Lina Minerva Rodríguez Sánchez
Universidad del Claustro de Sor Juana
En revista BiCentenario. El ayer y hoy de México, núm. 31.
En la historia del Centro Histórico de la ciudad de México, los cafés tienen un lugar preferido que ni la modernidad de las marcas internacionales o locales, adaptadas a otros placeres y costumbres del siglo XXI, han podido desplazar. Allí conviven con aroma a tradición y esencia a nostalgia.
El café es como el amor y tal vez este sea el motivo por el cual muchos nos volvemos adictos a él. Adictos a su aroma, a su esencia, al calor que nos proporciona haciéndonos sentir siempre acogidos, así como a la energía y la fuerza con las que nos da lucidez para seguir adelante. Uno puede hacer todo por amor o puede hacer todo con una buena taza de café.
Como se decía en otras épocas, el café es la bebida predilecta para todos: se creía que ayudaba a purificar la sangre por medio de una dulce agitación, que disipaba la pesadez del estómago y alegraba el espíritu, y es posible que por esta causa lo adoptaran incluso quienes no tenían la necesidad de mantenerse despiertos. Sumado a ello, como menciona Clementina Díaz de Ovando en el libro Los cafés en México en el siglo XIX, su consumo era muy conveniente para las personas gordas, las que hacían vida sedentaria o tenían complexión pituitosa, y también para disipar la embriaguez.
Preparar una taza de café resulta un ritual digno del mayor respeto y admiración. Es un proceso que no todos conocemos y resulta un arte saber hacerlo y que, al parecer, solamente en las cafeterías se realiza con éxito. Así lo explica Elena Kostioukovitch, autora del libro Por qué a los italianos les gusta hablar de comida:
Es creencia común que en el restaurante donde uno ha comido, por excelente que sea, nunca servirán un café tan bueno como el del bar, cuya cafetera exprés, siempre bien caliente guarda mejor en sus entrañas los fluidos y efluvios del espíritu de café, los cuales, destilados por los alambiques de la gran máquina automática, se depositarán en forma de negra esencia justamente en nuestra taza. Pero también después de comer en casa lo más razonable es bajar al bar a tomar el café. ¿Quién prepara en casa un café decente? Ni el más pintado.

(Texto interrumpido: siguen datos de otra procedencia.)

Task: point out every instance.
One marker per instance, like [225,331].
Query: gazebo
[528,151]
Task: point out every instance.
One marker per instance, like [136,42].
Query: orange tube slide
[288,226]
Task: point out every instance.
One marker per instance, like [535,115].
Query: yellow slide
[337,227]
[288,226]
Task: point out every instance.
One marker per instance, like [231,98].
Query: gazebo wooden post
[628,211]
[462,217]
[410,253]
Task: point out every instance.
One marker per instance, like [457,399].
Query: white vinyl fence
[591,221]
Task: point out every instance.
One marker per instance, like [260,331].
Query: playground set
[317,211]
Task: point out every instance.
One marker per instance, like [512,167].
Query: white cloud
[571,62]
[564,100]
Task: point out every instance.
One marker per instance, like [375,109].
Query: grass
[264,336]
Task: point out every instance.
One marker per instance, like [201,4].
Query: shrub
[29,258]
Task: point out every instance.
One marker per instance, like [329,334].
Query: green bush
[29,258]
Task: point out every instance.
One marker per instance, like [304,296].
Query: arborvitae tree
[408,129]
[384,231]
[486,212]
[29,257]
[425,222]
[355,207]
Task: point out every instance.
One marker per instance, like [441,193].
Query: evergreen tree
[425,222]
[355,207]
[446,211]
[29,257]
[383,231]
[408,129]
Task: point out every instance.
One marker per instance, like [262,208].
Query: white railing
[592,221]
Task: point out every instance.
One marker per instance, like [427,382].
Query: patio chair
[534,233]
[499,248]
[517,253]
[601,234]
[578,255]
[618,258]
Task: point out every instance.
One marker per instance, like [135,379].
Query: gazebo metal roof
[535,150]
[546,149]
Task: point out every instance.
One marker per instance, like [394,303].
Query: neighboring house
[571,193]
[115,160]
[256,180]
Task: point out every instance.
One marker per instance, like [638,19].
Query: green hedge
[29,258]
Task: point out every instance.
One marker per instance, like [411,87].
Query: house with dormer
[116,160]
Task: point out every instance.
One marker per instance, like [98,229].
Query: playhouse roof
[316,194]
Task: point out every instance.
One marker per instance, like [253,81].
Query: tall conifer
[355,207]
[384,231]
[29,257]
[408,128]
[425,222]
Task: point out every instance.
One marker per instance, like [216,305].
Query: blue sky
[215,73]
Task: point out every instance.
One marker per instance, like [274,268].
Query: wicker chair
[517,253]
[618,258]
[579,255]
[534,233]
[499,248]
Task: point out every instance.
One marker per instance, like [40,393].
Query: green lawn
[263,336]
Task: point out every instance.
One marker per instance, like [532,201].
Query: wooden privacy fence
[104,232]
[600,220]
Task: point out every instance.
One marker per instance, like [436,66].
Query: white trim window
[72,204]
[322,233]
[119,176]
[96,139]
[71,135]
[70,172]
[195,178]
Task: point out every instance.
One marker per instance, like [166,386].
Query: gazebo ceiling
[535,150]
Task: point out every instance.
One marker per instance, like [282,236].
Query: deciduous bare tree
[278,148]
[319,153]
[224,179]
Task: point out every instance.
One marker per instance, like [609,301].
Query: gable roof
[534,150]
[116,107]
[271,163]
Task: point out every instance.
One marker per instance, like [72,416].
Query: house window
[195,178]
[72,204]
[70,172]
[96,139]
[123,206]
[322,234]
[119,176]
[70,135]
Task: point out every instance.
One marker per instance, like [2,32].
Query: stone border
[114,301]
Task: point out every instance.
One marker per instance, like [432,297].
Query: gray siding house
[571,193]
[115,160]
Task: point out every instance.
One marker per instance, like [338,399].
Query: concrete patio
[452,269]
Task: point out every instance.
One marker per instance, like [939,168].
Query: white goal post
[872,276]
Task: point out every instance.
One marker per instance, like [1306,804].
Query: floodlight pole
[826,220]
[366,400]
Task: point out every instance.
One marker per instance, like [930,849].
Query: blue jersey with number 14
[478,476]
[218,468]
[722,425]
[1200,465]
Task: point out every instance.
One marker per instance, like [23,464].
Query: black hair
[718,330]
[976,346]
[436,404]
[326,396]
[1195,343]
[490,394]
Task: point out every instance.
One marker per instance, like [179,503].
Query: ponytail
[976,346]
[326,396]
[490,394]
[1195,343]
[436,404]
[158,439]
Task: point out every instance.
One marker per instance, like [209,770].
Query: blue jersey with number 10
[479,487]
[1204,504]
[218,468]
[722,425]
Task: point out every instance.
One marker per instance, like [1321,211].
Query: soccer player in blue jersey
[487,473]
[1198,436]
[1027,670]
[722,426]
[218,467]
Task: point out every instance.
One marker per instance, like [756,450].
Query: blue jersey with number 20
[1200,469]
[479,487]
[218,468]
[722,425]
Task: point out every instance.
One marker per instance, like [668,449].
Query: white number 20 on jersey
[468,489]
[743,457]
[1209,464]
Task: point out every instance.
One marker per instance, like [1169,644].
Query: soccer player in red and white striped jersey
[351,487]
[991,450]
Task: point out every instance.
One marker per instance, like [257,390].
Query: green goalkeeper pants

En efecto, dice un refrán que el café ideal sólo se obtiene cuando se reúnen y están en su apogeo las cinco mágicas emes: mezcla, molienda, máquina, mantenimiento y manejo. Eso ofrecen los cafés de la ciudad de México que les vamos a presentar, con la intención de extenderles una invitación a visitarlos, ya que no sólo ofrecen un café excelente, sino también brindan la experiencia de estar en sitios con más de 50 años de historia y, piénsenlo un poco, ¡llenos de historias por conocer!
Pero antes de emprender el recorrido, vale la pena repasar, aun cuando sea muy rápido, la historia del café en nuestro país, que se remonta a unos 200 años atrás, cuando se inició la cafeticultura, aunque no se sabe con exactitud la fecha. Sobre ello Pablo González Cid, el fundador del connotado Café Punta de Cielo, explica que ya antes, en la Nueva España, el café se consumía como bebida exótica, preparada con el grano molido y envasado en Cuba, y que el cafeto se utilizaba como planta de ornato o especie rara.